Exclude test cases with any of the specified tags.

Filter test cases by tags (include only cases with ANY of the specified tags).

Load all suites from a directory.

Load a suite from a YAML file.

Load a suite from a YAML file, raising on error.

Get test case by ID.

Create a new test suite.

Validate a suite and all its test cases.

Types

t()

@type t() :: %Nous.Eval.Suite{
  default_instructions: String.t() | nil,
  default_model: String.t() | nil,
  default_timeout: non_neg_integer(),
  description: String.t() | nil,
  metadata: map(),
  name: String.t(),
  parallelism: non_neg_integer(),
  retry_failed: non_neg_integer(),
  setup: (-> map()) | nil,
  teardown: (map() -> :ok) | nil,
  test_cases: [Nous.Eval.TestCase.t()]
}

Functions

add_case(suite, test_case)

@spec add_case(t(), Nous.Eval.TestCase.t()) :: t()
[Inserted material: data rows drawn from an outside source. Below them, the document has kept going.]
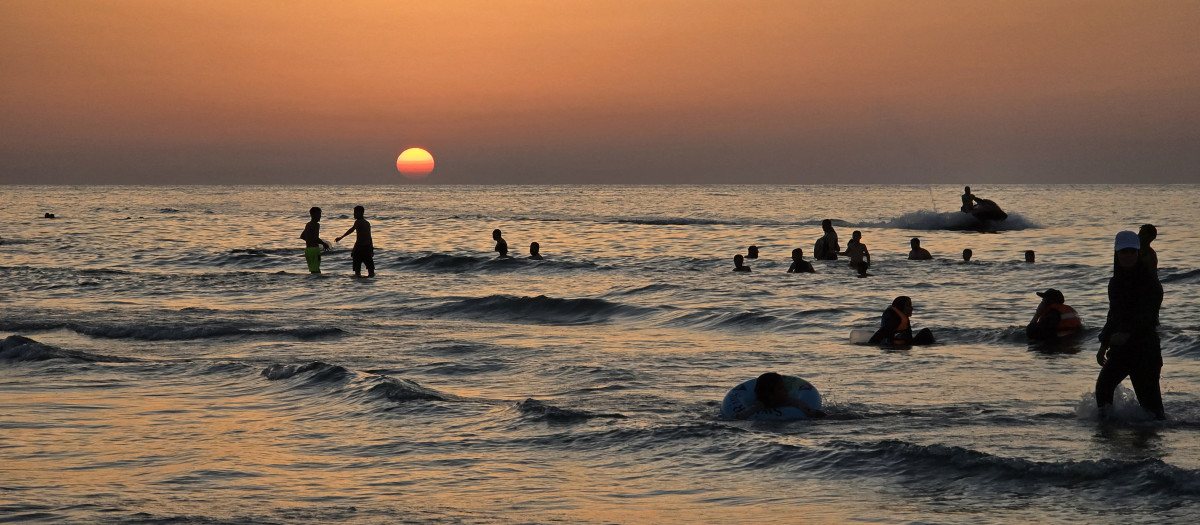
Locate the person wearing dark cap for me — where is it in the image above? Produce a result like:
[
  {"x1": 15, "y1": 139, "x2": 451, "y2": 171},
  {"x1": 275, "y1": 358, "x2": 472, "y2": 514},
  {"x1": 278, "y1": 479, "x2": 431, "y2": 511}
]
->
[
  {"x1": 1096, "y1": 230, "x2": 1166, "y2": 420},
  {"x1": 1025, "y1": 288, "x2": 1082, "y2": 340},
  {"x1": 870, "y1": 295, "x2": 934, "y2": 345}
]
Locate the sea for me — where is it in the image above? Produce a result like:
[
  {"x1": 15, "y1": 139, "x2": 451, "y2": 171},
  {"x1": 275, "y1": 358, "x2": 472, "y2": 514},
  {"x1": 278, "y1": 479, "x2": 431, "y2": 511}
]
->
[{"x1": 0, "y1": 185, "x2": 1200, "y2": 524}]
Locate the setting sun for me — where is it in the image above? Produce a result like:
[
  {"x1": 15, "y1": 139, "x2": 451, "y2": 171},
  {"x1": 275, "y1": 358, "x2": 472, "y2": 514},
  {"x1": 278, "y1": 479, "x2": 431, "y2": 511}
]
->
[{"x1": 396, "y1": 147, "x2": 433, "y2": 179}]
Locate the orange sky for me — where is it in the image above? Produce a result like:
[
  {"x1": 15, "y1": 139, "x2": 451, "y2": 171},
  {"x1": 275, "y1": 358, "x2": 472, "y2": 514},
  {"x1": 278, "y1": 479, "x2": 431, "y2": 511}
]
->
[{"x1": 0, "y1": 0, "x2": 1200, "y2": 183}]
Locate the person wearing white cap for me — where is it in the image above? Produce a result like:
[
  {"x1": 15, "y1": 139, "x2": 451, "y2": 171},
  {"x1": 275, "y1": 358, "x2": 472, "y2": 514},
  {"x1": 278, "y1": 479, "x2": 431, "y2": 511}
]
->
[{"x1": 1096, "y1": 231, "x2": 1166, "y2": 420}]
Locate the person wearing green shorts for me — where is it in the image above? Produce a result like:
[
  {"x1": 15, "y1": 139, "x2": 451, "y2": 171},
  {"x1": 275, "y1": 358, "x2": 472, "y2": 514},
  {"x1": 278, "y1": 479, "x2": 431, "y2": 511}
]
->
[{"x1": 300, "y1": 206, "x2": 330, "y2": 273}]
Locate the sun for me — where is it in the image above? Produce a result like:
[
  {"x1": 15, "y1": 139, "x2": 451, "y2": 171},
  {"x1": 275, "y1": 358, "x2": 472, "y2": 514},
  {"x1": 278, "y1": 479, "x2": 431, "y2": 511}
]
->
[{"x1": 396, "y1": 147, "x2": 433, "y2": 179}]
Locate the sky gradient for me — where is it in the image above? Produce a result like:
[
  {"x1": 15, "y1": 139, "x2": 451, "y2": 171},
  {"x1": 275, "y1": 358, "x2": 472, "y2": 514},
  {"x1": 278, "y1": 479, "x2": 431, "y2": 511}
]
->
[{"x1": 0, "y1": 0, "x2": 1200, "y2": 185}]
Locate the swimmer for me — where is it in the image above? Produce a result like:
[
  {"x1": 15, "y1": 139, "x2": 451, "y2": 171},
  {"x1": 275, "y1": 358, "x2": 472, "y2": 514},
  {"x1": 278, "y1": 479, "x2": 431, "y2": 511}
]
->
[
  {"x1": 842, "y1": 230, "x2": 871, "y2": 277},
  {"x1": 787, "y1": 248, "x2": 816, "y2": 273},
  {"x1": 334, "y1": 206, "x2": 374, "y2": 277},
  {"x1": 1025, "y1": 288, "x2": 1082, "y2": 340},
  {"x1": 300, "y1": 206, "x2": 330, "y2": 273},
  {"x1": 812, "y1": 219, "x2": 841, "y2": 260},
  {"x1": 733, "y1": 372, "x2": 826, "y2": 420},
  {"x1": 908, "y1": 237, "x2": 934, "y2": 260},
  {"x1": 733, "y1": 253, "x2": 750, "y2": 272},
  {"x1": 870, "y1": 295, "x2": 934, "y2": 345},
  {"x1": 492, "y1": 229, "x2": 509, "y2": 259}
]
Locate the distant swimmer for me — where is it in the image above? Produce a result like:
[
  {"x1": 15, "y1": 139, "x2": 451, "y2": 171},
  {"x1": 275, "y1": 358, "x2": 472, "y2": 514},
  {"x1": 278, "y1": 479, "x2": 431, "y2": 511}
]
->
[
  {"x1": 1096, "y1": 231, "x2": 1166, "y2": 420},
  {"x1": 1025, "y1": 288, "x2": 1082, "y2": 340},
  {"x1": 870, "y1": 295, "x2": 934, "y2": 345},
  {"x1": 812, "y1": 219, "x2": 841, "y2": 260},
  {"x1": 334, "y1": 206, "x2": 374, "y2": 277},
  {"x1": 787, "y1": 248, "x2": 816, "y2": 273},
  {"x1": 733, "y1": 372, "x2": 826, "y2": 420},
  {"x1": 842, "y1": 230, "x2": 871, "y2": 277},
  {"x1": 959, "y1": 186, "x2": 979, "y2": 213},
  {"x1": 1138, "y1": 224, "x2": 1158, "y2": 279},
  {"x1": 733, "y1": 253, "x2": 750, "y2": 272},
  {"x1": 300, "y1": 206, "x2": 329, "y2": 273},
  {"x1": 492, "y1": 229, "x2": 509, "y2": 259},
  {"x1": 908, "y1": 237, "x2": 934, "y2": 260}
]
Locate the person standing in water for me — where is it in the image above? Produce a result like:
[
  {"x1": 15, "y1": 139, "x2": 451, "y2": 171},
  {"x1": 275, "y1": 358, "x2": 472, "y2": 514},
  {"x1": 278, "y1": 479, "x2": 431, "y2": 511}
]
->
[
  {"x1": 492, "y1": 229, "x2": 509, "y2": 259},
  {"x1": 812, "y1": 219, "x2": 841, "y2": 260},
  {"x1": 334, "y1": 206, "x2": 374, "y2": 277},
  {"x1": 300, "y1": 206, "x2": 329, "y2": 273},
  {"x1": 787, "y1": 248, "x2": 816, "y2": 273},
  {"x1": 844, "y1": 230, "x2": 871, "y2": 277},
  {"x1": 1096, "y1": 230, "x2": 1166, "y2": 420}
]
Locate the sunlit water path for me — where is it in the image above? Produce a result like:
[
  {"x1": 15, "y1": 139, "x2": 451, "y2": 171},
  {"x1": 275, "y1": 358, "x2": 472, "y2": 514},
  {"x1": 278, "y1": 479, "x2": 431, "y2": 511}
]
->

Add a test case to the suite.

add_cases(suite, test_cases)

@spec add_cases(t(), [Nous.Eval.TestCase.t()]) :: t()

Add multiple test cases to the suite.

all_tags(suite)

@spec all_tags(t()) :: [atom()]

Get all unique tags used in the suite.

count(suite)

@spec count(t()) :: non_neg_integer()

Get number of test cases.

exclude_tags(suite, tags)

@spec exclude_tags(t(), [atom()]) :: t()

Exclude test cases with any of the specified tags.

filter_by_tags(suite, tags)

@spec filter_by_tags(t(), [atom()]) :: t()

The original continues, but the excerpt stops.